In the requestParameters field of a CloudTrail log file, the encryption context looks similar to the following one.

"encryptionContext": { "aws:s3:arn": "arn:aws:s3:::amzn-s3-demo-bucket1/file_name" }

When you use SSE-KMS with the optional S3 Bucket Keys feature, the encryption context value is the ARN of the bucket.

"encryptionContext": { "aws:s3:arn": "arn:aws:s3:::amzn-s3-demo-bucket1" }

Sending requests for AWS KMS encrypted objects

Important

All GET and PUT requests for AWS KMS encrypted objects must be made using Secure Sockets Layer (SSL) or Transport Layer Security (TLS).
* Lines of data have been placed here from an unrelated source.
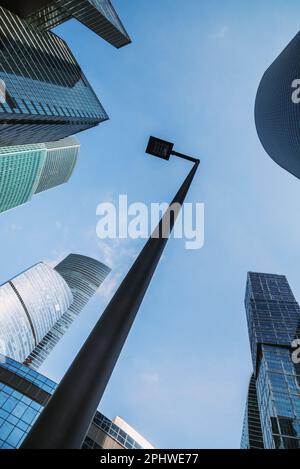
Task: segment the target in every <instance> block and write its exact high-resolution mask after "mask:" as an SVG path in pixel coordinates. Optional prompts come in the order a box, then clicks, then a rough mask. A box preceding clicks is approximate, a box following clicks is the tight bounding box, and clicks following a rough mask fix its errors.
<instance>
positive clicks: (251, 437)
mask: <svg viewBox="0 0 300 469" xmlns="http://www.w3.org/2000/svg"><path fill="white" fill-rule="evenodd" d="M241 449H264V443H263V437H262V430H261V423H260V415H259V408H258V401H257V392H256V386H255V377H254V375H252V376H251V379H250V383H249V389H248V397H247V403H246V409H245V417H244V425H243V434H242V441H241Z"/></svg>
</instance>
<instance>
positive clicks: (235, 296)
mask: <svg viewBox="0 0 300 469" xmlns="http://www.w3.org/2000/svg"><path fill="white" fill-rule="evenodd" d="M114 5H115V7H116V8H117V10H118V12H119V14H120V16H121V18H122V20H123V22H124V24H125V25H126V27H127V29H128V31H129V33H130V35H131V36H132V39H133V44H132V45H130V46H129V47H126V48H124V49H122V50H119V51H118V50H115V49H113V48H112V47H111V46H110V45H108V44H106V43H105V42H104V41H102V40H101V39H99V38H98V37H97V36H96V35H94V34H93V33H92V32H90V31H89V30H87V29H85V28H84V27H83V26H82V25H80V24H79V23H77V22H75V21H71V22H69V23H68V24H65V25H63V26H61V27H60V28H58V29H57V33H59V34H60V35H61V36H62V37H63V38H64V39H66V40H67V42H68V44H69V45H70V46H71V48H72V49H73V52H74V54H75V56H76V57H77V59H78V61H79V63H80V64H81V66H82V68H83V70H84V72H85V73H86V75H87V77H88V79H89V80H90V82H91V84H92V85H93V87H94V89H95V91H96V93H97V94H98V96H99V98H100V100H101V102H102V104H103V105H104V107H105V109H106V111H107V112H108V114H109V115H110V118H111V120H110V121H109V122H106V123H104V124H102V125H100V127H98V128H95V129H93V130H90V131H88V132H85V133H83V134H81V135H80V142H81V144H82V149H81V156H80V161H79V163H78V165H77V168H76V171H75V173H74V175H73V177H72V179H71V181H70V182H69V183H68V184H67V185H65V186H62V187H60V188H57V189H55V190H51V191H48V192H47V193H44V194H41V195H40V196H37V197H35V198H34V199H33V201H32V202H31V203H30V204H28V205H26V206H24V207H19V208H18V209H15V210H12V211H10V212H7V213H5V214H2V215H1V217H0V243H1V246H2V249H1V263H0V279H1V282H4V281H6V280H7V279H8V278H11V277H13V276H14V275H16V274H17V273H19V272H20V271H23V270H24V269H25V268H27V267H29V266H31V265H33V264H34V263H36V262H38V261H41V260H43V261H47V262H50V263H52V264H55V263H56V262H58V261H60V260H61V259H62V258H63V257H64V256H66V255H67V254H68V253H70V252H77V253H82V254H86V255H90V256H94V257H96V258H98V259H99V260H102V261H104V262H108V263H109V264H110V266H111V267H112V269H113V272H112V274H111V276H110V278H109V279H108V280H107V282H106V283H105V284H104V285H103V288H102V290H101V292H99V294H97V296H96V297H95V298H94V299H93V301H92V302H91V303H90V305H89V307H87V308H86V310H85V311H84V312H83V313H82V315H81V317H80V318H79V319H78V321H77V323H76V324H74V325H73V327H72V329H71V330H70V331H69V332H68V334H67V335H66V337H65V339H64V340H63V341H62V342H61V343H60V344H59V346H58V347H57V348H56V350H55V351H54V352H53V354H52V356H51V357H50V358H49V359H48V360H47V362H46V363H45V365H44V367H43V369H42V371H43V372H44V373H45V374H47V375H48V376H49V377H51V378H52V379H55V380H59V379H60V378H61V377H62V375H63V373H64V372H65V370H66V369H67V367H68V366H69V364H70V362H71V361H72V359H73V358H74V356H75V353H76V352H77V351H78V350H79V348H80V346H81V345H82V343H83V341H84V340H85V338H86V337H87V335H88V334H89V332H90V330H91V328H92V327H93V325H94V324H95V322H96V321H97V319H98V318H99V316H100V315H101V312H102V311H103V309H104V308H105V305H106V304H107V302H108V301H109V299H110V297H111V295H112V292H113V291H114V289H115V288H116V287H117V285H118V284H119V283H120V281H121V279H122V276H123V275H124V273H125V272H126V271H127V269H128V267H129V266H130V264H131V263H132V261H133V259H134V257H135V256H136V255H137V253H138V252H139V250H140V248H141V247H142V245H143V241H139V240H138V241H126V240H122V241H119V242H116V241H111V242H100V241H99V239H98V238H97V237H96V223H97V220H98V219H97V217H96V207H97V205H98V204H99V203H100V202H105V201H109V200H115V199H116V198H117V197H118V195H119V194H128V198H129V202H136V201H138V202H145V203H147V204H150V203H151V202H162V201H164V202H165V201H168V200H170V199H171V198H172V196H173V194H174V193H175V191H176V189H177V187H178V185H179V184H180V183H181V181H182V179H183V178H184V176H185V174H186V172H187V171H188V169H189V164H188V163H185V162H183V161H180V160H178V161H177V160H176V159H174V161H173V160H172V161H171V162H169V163H168V164H166V163H164V162H163V161H160V160H156V159H153V160H152V159H151V158H150V157H148V156H146V155H145V154H144V148H145V145H146V142H147V138H148V136H149V135H150V134H154V135H157V136H160V137H162V138H166V139H170V140H172V141H175V142H176V143H177V145H176V146H177V149H178V151H183V152H186V153H189V154H195V155H197V156H199V157H200V158H201V160H202V164H201V168H200V171H199V174H198V176H197V178H196V180H195V182H194V184H193V187H192V189H191V191H190V194H189V197H188V201H189V202H204V203H205V207H206V208H205V210H206V212H205V216H206V220H205V245H204V247H203V249H202V250H200V251H196V252H195V251H186V250H185V249H184V241H182V240H171V241H170V243H169V245H168V247H167V250H166V253H165V256H164V258H163V261H162V262H161V263H160V265H159V268H158V271H157V274H156V276H155V278H154V280H153V282H152V284H151V287H150V289H149V291H148V293H147V296H146V298H145V301H144V303H143V305H142V307H141V309H140V312H139V316H138V319H137V321H136V323H135V325H134V328H133V330H132V332H131V335H130V337H129V340H128V341H127V344H126V347H125V349H124V351H123V353H122V356H121V358H120V360H119V363H118V365H117V367H116V370H115V373H114V375H113V377H112V379H111V382H110V384H109V386H108V388H107V391H106V394H105V397H104V399H103V401H102V403H101V406H100V410H101V411H102V412H103V413H105V414H106V415H107V416H108V417H114V416H115V415H117V414H118V415H120V416H122V417H123V418H124V419H125V420H127V421H128V423H130V424H131V425H132V426H134V427H135V428H136V429H137V430H138V431H140V432H141V433H142V434H143V435H144V436H145V437H146V438H148V439H149V440H150V441H151V442H152V443H153V444H154V445H155V446H157V447H164V448H179V447H182V448H237V447H239V443H240V435H241V429H242V420H243V413H244V404H245V398H246V391H247V386H248V380H249V377H250V373H251V362H250V350H249V344H248V335H247V328H246V320H245V311H244V305H243V299H244V291H245V282H246V274H247V271H249V270H252V271H261V272H272V273H278V274H285V275H287V277H288V279H289V281H290V284H291V287H292V289H293V291H294V293H295V295H296V297H297V298H298V299H300V283H299V267H298V266H299V261H300V250H299V234H300V223H299V200H300V184H299V181H298V180H297V179H296V178H294V177H292V176H291V175H290V174H288V173H287V172H285V171H284V170H282V169H281V168H279V167H278V166H277V165H276V164H275V163H274V162H273V161H272V160H271V159H270V158H269V157H268V156H267V155H266V154H265V152H264V150H263V149H262V147H261V145H260V143H259V141H258V137H257V135H256V131H255V126H254V118H253V108H254V99H255V94H256V90H257V87H258V84H259V81H260V78H261V76H262V74H263V72H264V70H265V69H266V68H267V66H268V65H269V64H270V63H271V62H272V61H273V59H274V58H275V57H276V56H277V55H278V54H279V52H280V51H281V50H282V49H283V48H284V47H285V46H286V45H287V43H288V42H289V41H290V40H291V39H292V38H293V37H294V35H295V34H296V33H297V32H298V28H299V14H300V8H299V2H298V0H289V1H285V2H282V0H264V1H263V2H262V1H258V0H252V2H240V1H238V0H226V2H224V1H221V0H210V1H209V2H204V1H199V0H186V1H184V2H183V1H182V0H152V1H151V2H150V1H149V0H114Z"/></svg>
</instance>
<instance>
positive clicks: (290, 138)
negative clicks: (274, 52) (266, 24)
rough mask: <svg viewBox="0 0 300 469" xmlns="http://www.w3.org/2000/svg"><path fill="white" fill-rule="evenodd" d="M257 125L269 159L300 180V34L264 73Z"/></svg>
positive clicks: (256, 98)
mask: <svg viewBox="0 0 300 469" xmlns="http://www.w3.org/2000/svg"><path fill="white" fill-rule="evenodd" d="M255 122H256V129H257V133H258V136H259V138H260V141H261V143H262V145H263V147H264V149H265V150H266V152H267V153H268V154H269V156H270V157H271V158H272V159H273V160H274V161H275V162H276V163H277V164H278V165H279V166H281V167H282V168H284V169H286V170H287V171H289V172H290V173H292V174H293V175H294V176H296V177H298V178H299V179H300V137H299V136H300V33H298V34H297V35H296V36H295V37H294V39H292V41H291V42H290V43H289V44H288V45H287V47H285V49H284V50H283V51H282V52H281V54H280V55H279V56H278V57H277V58H276V60H275V61H274V62H273V63H272V65H270V67H269V68H268V69H267V71H266V72H265V73H264V75H263V77H262V80H261V82H260V85H259V88H258V92H257V96H256V103H255Z"/></svg>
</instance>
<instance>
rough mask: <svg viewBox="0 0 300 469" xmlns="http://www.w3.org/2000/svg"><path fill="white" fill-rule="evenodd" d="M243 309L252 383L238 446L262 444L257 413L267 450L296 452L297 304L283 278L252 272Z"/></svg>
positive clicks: (297, 422) (299, 430)
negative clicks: (254, 444)
mask: <svg viewBox="0 0 300 469" xmlns="http://www.w3.org/2000/svg"><path fill="white" fill-rule="evenodd" d="M245 306H246V313H247V322H248V330H249V339H250V346H251V355H252V362H253V368H254V379H253V380H252V382H251V383H250V388H249V396H248V402H247V408H246V412H247V411H250V416H251V419H250V420H248V422H247V420H246V419H245V423H244V430H243V438H242V446H243V447H251V445H252V446H253V444H256V445H257V444H258V443H259V442H260V438H259V432H260V430H259V425H258V421H257V411H258V412H259V416H260V424H261V430H262V436H263V445H264V448H265V449H274V448H278V449H291V448H295V449H300V386H299V383H300V369H299V365H295V364H294V363H293V361H292V353H291V351H292V350H291V346H292V342H293V341H294V339H295V338H299V337H300V335H299V332H300V331H299V324H300V308H299V305H298V303H297V302H296V300H295V297H294V295H293V293H292V291H291V288H290V286H289V284H288V281H287V279H286V277H284V276H281V275H273V274H261V273H252V272H251V273H249V274H248V279H247V288H246V297H245ZM254 383H255V388H256V395H255V390H254V388H253V385H254ZM256 399H257V407H256V403H255V400H256ZM248 415H249V413H248ZM250 424H251V425H252V427H251V426H250ZM253 430H254V431H255V433H256V442H255V443H254V442H253ZM247 433H248V435H247ZM251 436H252V437H251Z"/></svg>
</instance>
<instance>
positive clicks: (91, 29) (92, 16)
mask: <svg viewBox="0 0 300 469" xmlns="http://www.w3.org/2000/svg"><path fill="white" fill-rule="evenodd" d="M0 5H1V6H3V7H5V8H7V9H9V10H11V11H12V12H13V13H16V14H17V15H19V16H20V17H22V18H24V19H25V20H26V21H27V22H29V23H30V24H32V25H33V26H34V27H35V28H38V29H39V30H40V31H49V30H50V29H52V28H54V27H55V26H58V25H59V24H62V23H63V22H65V21H68V20H70V19H72V18H74V19H77V20H78V21H80V22H81V23H82V24H84V25H85V26H86V27H88V28H89V29H91V30H92V31H94V32H95V33H96V34H98V36H100V37H102V38H103V39H105V40H106V41H107V42H109V43H110V44H112V45H113V46H115V47H117V48H120V47H123V46H126V45H127V44H129V43H130V42H131V40H130V37H129V35H128V34H127V32H126V30H125V28H124V26H123V24H122V22H121V20H120V18H119V16H118V14H117V12H116V10H115V9H114V7H113V5H112V3H111V1H110V0H0Z"/></svg>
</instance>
Requests must also be signed using valid credentials, such as AWS Signature Version 4 (or AWS Signature Version 2).

AWS Signature Version 4 is the process of adding authentication information to AWS requests sent by HTTP. For security, most requests to AWS must be signed with an access key, which consists of an access key ID and secret access key. These two keys are commonly referred to as your security credentials. For more information, see Authenticating Requests (AWS Signature Version 4) and Signature Version 4 signing process.

Important

If your object uses SSE-KMS, don't send encryption request headers for GET requests and HEAD requests. Otherwise, you’ll get an HTTP 400 Bad Request error.